A proposito della ricorribilità ex art. 111 comma 7 Cost.
avverso le sentenze dell’Alta Corte disciplinare
di Niccolò Ludovici
Sostituto Procuratore presso il Tribunale di Siena
1. Il nuovo art. 105 comma 7 prevede: “contro le sentenze emesse dall’Alta Corte in prima istanza è ammessa impugnazione, anche per motivi di merito, soltanto dinanzi alla stessa Alta Corte, che giudica senza la partecipazione dei componenti che hanno concorso a pronunciare la decisione impugnata”
2. Molti autori hanno sostenuto che le suddette sentenze sarebbero pacificamente ricorribili in Cassazione ai sensi dell’art. 111 comma 7 Cost. il quale recita: “contro le sentenze e contro i provvedimenti sulla libertà personale, pronunciati dagli organi giurisdizionali ordinari o speciali, è sempre ammesso ricorso in Cassazione per violazione di legge. Si può derogare a tale norma soltanto per le sentenze dei tribunali militari in tempo di guerra.”
3. Si tratta di affermazione che è meno pacifica di quello che sembra per le seguenti ragioni.
Il ricorso straordinario per cassazione ex art. 111 comma 7 della Costituzione
4. La parte dell’art. 111 comma 7 cost., che prevede il ricorso in Cassazione contro i provvedimenti sulla libertà personale, non ha niente a che vedere con il disciplinare dei magistrati ordinari.
Tale disposizione riguarda la materia penale nella quale è stato introdotto il rimedio del riesame nel merito dei provvedimenti sulla libertà personale da parte del c.d. tribunale della libertà, i cui provvedimenti sono a loro volta impugnabili in Cassazione.
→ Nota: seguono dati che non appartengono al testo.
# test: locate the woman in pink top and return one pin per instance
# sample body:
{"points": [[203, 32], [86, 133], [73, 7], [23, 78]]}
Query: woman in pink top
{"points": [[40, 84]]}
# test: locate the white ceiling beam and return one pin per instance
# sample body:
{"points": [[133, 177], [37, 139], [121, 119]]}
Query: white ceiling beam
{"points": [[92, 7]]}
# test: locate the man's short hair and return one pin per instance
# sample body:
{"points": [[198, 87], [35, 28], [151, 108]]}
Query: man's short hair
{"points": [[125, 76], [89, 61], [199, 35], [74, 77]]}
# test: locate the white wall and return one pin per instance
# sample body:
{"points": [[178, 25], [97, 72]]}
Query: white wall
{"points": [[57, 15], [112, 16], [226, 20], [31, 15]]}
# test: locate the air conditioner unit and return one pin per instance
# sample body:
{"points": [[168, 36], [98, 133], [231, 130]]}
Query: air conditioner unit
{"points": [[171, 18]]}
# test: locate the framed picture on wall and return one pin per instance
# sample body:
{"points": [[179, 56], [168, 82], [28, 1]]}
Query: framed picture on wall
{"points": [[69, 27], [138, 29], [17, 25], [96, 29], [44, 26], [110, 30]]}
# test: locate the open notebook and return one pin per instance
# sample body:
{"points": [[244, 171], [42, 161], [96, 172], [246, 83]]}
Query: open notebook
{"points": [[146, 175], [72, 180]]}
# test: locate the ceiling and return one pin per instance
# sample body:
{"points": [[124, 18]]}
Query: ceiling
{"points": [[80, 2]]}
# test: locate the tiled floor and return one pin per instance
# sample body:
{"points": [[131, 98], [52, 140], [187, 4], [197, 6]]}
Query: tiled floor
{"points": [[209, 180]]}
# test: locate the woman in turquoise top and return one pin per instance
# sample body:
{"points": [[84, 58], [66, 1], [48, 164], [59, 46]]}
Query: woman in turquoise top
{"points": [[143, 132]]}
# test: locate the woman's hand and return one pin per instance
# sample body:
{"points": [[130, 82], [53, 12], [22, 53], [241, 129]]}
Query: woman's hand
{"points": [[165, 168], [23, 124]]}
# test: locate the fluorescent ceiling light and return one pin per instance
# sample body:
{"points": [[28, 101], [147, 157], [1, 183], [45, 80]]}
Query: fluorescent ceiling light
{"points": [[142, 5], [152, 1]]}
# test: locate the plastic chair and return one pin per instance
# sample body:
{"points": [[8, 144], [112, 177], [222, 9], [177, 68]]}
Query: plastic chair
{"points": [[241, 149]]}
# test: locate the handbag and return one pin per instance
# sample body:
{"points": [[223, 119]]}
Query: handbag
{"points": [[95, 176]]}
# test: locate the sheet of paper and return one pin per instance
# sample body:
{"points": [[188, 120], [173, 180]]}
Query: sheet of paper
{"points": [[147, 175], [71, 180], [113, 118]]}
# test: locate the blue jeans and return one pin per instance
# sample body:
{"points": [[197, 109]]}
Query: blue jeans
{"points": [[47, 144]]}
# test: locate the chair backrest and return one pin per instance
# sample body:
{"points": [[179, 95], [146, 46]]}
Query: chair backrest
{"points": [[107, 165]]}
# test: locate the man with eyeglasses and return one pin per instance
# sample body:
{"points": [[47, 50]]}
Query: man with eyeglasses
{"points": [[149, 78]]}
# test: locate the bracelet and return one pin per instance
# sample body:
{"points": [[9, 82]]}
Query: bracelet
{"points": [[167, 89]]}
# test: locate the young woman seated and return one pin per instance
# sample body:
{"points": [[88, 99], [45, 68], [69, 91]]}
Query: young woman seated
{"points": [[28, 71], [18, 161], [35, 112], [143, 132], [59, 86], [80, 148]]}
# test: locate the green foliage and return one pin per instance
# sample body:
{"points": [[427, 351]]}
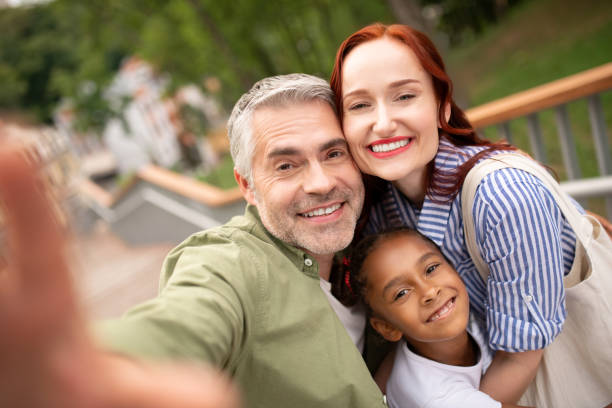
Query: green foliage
{"points": [[49, 51], [222, 175]]}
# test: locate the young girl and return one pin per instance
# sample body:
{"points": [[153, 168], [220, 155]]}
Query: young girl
{"points": [[415, 296]]}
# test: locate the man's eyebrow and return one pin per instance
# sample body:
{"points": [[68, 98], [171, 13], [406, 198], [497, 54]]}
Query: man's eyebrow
{"points": [[292, 151], [337, 142]]}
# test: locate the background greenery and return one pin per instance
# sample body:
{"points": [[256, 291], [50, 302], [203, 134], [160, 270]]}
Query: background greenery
{"points": [[493, 48]]}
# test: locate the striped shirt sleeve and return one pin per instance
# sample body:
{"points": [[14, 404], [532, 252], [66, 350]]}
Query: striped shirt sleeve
{"points": [[522, 235]]}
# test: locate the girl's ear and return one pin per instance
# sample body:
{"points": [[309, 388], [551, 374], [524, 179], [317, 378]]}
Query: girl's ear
{"points": [[245, 188], [447, 112], [387, 330]]}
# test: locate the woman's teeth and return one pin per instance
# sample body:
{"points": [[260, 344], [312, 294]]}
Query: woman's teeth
{"points": [[322, 211], [387, 147]]}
5. La parte dell’art. 111 comma 7 cost., che invece interessa in questa sede, è quella per la quale è ammesso ricorso straordinario in cassazione per violazione di legge avverso tutti i provvedimenti definitivi e decisori a prescindere dalla loro veste formale (sentenza, ordinanza)[1].
Per decisorietà, la giurisprudenza della Cassazione intende l'idoneità alla risoluzione di una controversia in ordine a diritti soggettivi o status; per definitività, o «idoneità al giudicato» intende invece l'inesistenza di rimedi diversi dal ricorso ex art. 111 Cost.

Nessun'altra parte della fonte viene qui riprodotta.